I don’t tune in to see people get seriously hurt. I don’t watch to see Dunta Robinson spear other players in the head with his helmet. I don’t watch to see players stumble to their feet after having their brain rattled. I don’t want to watch while wondering how many of the players I idolize will wreck their bodies so badly that they will become addicted to painkillers like Walter Payton. I don’t want to worry that the players on TV today will be in a wheelchair in a decade. I don’t want to think that more players will end up with dementia and crippling depression. I don’t want to think that more players will follow in Dave Duerson’s footsteps, and shoot themselves in the chest with a shotgun so that their brain can be preserved for study.

Yes, players are extraordinarily well-compensated, and they freely chose to play the game and take the risks inherent to it. That’s not the point. The point here is how this all reflects on me, as a fan and a person, and tuning in week after week to watch young men sustain injuries that could cripple their bodies or permanently damage their brains isn’t justifiable to me just because it comes in the context of a game I love. Kurt Warner is right to worry about his children playing football in the future, and players have every right to consider the impact of concussions when deciding how quickly to return from an injury.

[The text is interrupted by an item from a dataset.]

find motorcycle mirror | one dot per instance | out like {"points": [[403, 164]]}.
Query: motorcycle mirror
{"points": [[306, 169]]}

Yes, football has some violence that can’t be avoided or eradicated. People get tackled, players move fast, and injuries happen. I don’t want to watch flag football. But hitting defenseless players, smashing a players head, and using helmets and padding as weapons can be changed — and should be — without affecting the quality or popularity of the game. These changes are already being implemented, and that process needs to continue no matter how loudly people complain. It’s time for everyone — fans, players and coaches alike — to grow on the issue.